The levy will be paid by between 30 and 40 building societies and banking groups, and we have made it clear that we expect it to yield about £2.5 billion of revenues each year in its steady state. That appropriate contribution balances fairness with competitiveness, and the rates of the levy were chosen to allow it. We initially announced that a reduced rate would apply for 2011, recognising the uncertain market conditions prevailing at the time, but we no longer consider that to be necessary.
In December the Bank of England noted that the near-term outlook and resilience of the UK banking sector had improved. Markets also now have greater certainty about the timing and direction of regulatory change, with the Basel III regulatory reforms being introduced in 2013 and transition periods being extended to 2015. We therefore decided that from 1 March this year, the full rate of the levy should be introduced for 2011. The levy will now yield £2.5 billion in that year. The steady state target yield was set out last year, when we also announced our intention to make significant cuts in the main rate of corporation tax.
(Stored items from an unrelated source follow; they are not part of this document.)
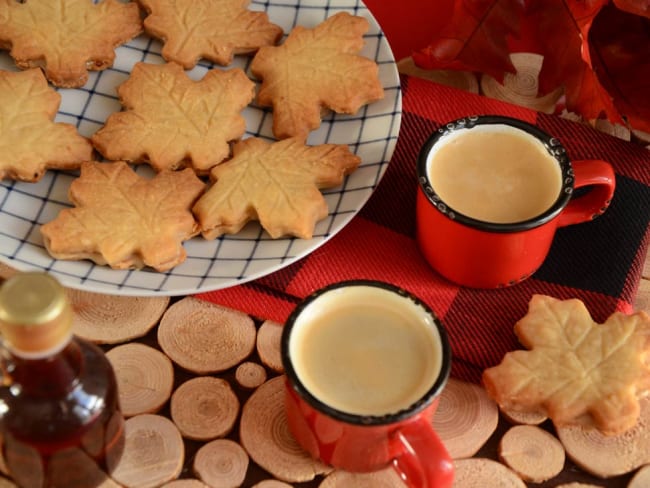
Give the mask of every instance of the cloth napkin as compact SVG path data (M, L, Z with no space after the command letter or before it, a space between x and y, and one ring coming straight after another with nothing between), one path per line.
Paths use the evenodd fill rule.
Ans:
M452 375L478 382L486 367L520 348L513 326L533 294L584 301L594 320L632 312L650 241L650 151L588 126L449 88L402 77L403 117L392 160L360 213L307 257L246 284L198 295L258 319L283 322L314 290L348 279L399 285L424 300L444 324ZM458 287L433 271L415 242L415 162L427 137L447 121L500 114L557 136L572 160L604 159L616 172L610 208L594 221L558 230L550 254L528 280L509 288Z

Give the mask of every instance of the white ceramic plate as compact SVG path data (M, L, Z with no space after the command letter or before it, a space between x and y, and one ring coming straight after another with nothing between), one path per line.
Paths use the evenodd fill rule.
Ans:
M271 239L257 223L237 235L207 241L186 241L187 259L166 273L152 270L113 270L90 261L52 259L43 246L39 227L71 206L67 191L76 174L48 171L38 183L0 181L0 259L20 270L45 270L64 285L88 291L120 295L186 295L225 288L259 278L306 256L339 232L368 200L391 158L401 122L401 92L395 60L386 38L369 10L359 0L253 1L254 10L266 10L285 35L293 26L313 27L339 11L370 21L362 55L374 59L385 89L385 98L352 116L330 115L314 131L309 144L348 144L361 157L360 167L344 184L324 192L330 213L316 225L309 240ZM162 63L161 44L143 34L117 49L114 66L93 72L80 89L61 89L56 120L77 126L84 136L99 129L108 115L120 110L116 87L124 82L138 61ZM248 71L249 57L237 56L231 67ZM189 72L201 79L215 66L202 62ZM0 69L16 70L6 52L0 53ZM246 136L272 137L272 114L254 104L244 111ZM138 172L150 171L138 165Z

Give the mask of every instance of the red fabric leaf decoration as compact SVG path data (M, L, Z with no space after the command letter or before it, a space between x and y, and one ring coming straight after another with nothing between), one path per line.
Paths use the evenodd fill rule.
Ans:
M413 59L422 68L480 71L502 80L514 72L508 38L519 35L523 10L524 0L456 0L451 21Z

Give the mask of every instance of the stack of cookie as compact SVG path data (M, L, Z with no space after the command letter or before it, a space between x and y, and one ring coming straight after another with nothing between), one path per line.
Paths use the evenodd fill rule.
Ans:
M116 269L168 270L183 242L214 239L259 220L273 238L311 238L328 214L320 190L360 164L345 145L307 145L322 112L356 113L383 97L374 61L360 56L368 21L338 13L314 28L282 29L247 2L228 0L31 0L0 2L0 47L25 71L0 71L0 178L38 181L75 170L74 208L41 227L57 259ZM90 139L55 123L60 95L88 70L112 65L114 49L146 31L163 42L164 64L138 63L117 87L123 110ZM185 70L201 59L228 66L253 55L251 73ZM242 111L272 107L275 140L242 140ZM4 144L3 144L4 140ZM95 151L101 158L95 158ZM104 161L99 161L99 159ZM131 164L149 164L151 179Z

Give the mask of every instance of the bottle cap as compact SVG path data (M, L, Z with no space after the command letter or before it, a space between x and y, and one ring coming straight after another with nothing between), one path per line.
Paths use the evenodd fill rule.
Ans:
M0 287L0 334L10 349L46 352L67 342L71 329L65 290L47 273L18 273Z

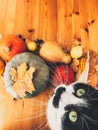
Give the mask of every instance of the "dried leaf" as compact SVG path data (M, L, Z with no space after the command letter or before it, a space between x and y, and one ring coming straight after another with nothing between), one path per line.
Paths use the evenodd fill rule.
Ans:
M17 81L17 71L14 68L11 68L10 75L13 81Z
M28 69L26 63L22 63L20 66L17 66L17 69L11 68L10 75L12 80L15 82L13 89L20 97L24 97L26 91L29 93L35 91L35 87L32 82L34 72L35 67L30 67Z

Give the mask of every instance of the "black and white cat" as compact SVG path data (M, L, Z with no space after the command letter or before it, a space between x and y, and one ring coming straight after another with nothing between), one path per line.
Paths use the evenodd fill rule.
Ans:
M98 130L98 91L84 83L58 86L47 119L51 130Z
M87 61L78 81L54 90L47 107L51 130L98 130L98 90L87 84L88 71Z

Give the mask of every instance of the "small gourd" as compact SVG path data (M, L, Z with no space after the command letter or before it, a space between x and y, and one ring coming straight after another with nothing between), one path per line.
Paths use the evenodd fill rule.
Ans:
M39 54L43 59L50 62L62 62L66 64L71 62L70 54L65 53L57 42L46 41L42 45Z

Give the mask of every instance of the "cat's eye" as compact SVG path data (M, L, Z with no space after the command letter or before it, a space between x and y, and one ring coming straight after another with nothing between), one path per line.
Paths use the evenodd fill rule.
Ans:
M76 91L76 95L77 95L78 97L81 97L81 96L85 95L85 93L86 93L86 91L85 91L84 89L82 89L82 88L80 88L80 89L78 89L78 90Z
M76 112L76 111L71 111L71 112L69 113L69 119L70 119L71 122L76 122L77 119L78 119L78 114L77 114L77 112Z

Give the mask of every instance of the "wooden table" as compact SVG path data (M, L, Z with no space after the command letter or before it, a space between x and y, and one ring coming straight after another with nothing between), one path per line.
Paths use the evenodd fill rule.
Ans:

claimed to move the closure (Standing Order No. 36).
Order. I think it would be of interest to the House to hear from the hon. Member for Nottingham East (Chris Leslie), and I am sure that he will not take too long.
Thank you, Mr Hoyle. The Chief Whip really needs to take a breath and perhaps calm down for a moment. [Interruption.] I did not quite put it in the way that the Prime Minister might.
The Financial Secretary to the Treasury usually does act honourably by trying to respond to the debate, and probably he secretly would have done so today. Our debate was wide ranging and we covered a number of specific points on the detailed design of the bank levy, with which he entirely refused to engage. He refused to give way in this Committee stage of the Finance Bill, which shows the Government’s thinly veiled contempt for the parliamentary process. No debate, no scrutiny and no contributions came from those on the Government Benches, other than the speech by the right hon. Member for Wokingham (Mr Redwood). They have accepted absolutely no challenge and no scrutiny. They have put their heads down and ploughed on—the Lansley strategy of policy making in action.
The Financial Secretary gave no explanation of why the Government set the banking levy at this puny £2.6 billion or why they have given a very generous tax-free allowance of £20 billion to the banks. Their original design, as set out in June, could have netted £3.9 billion, but when the banks complained the figure went back down to £2.6 billion. He says that we should not criticise the levy for being set at such a low rate because the French levy will raise less, but of course it will because the French banking sector is smaller. The fact is that our banking levy is being set at a third of the rate that the French are pursuing. He did not answer any questions on the netting of derivatives, the double taxation treaties or what would happen in terms of accounting practice. He certainly did not address the outrage in the country, never mind in the House, about the continuing appalling abuse of bonuses in the banking system. That is an obscene ongoing process and although bonuses might reduce slightly in one year, that is offset by the increase in the salaries that those bankers are enjoying. He did not even address the new loophole he is introducing in the Bill so that those enjoying deferred bonuses will now be able to pay the tax rates in future years, thus perhaps avoiding the 50% income tax rate when eventually the Government scale back from that.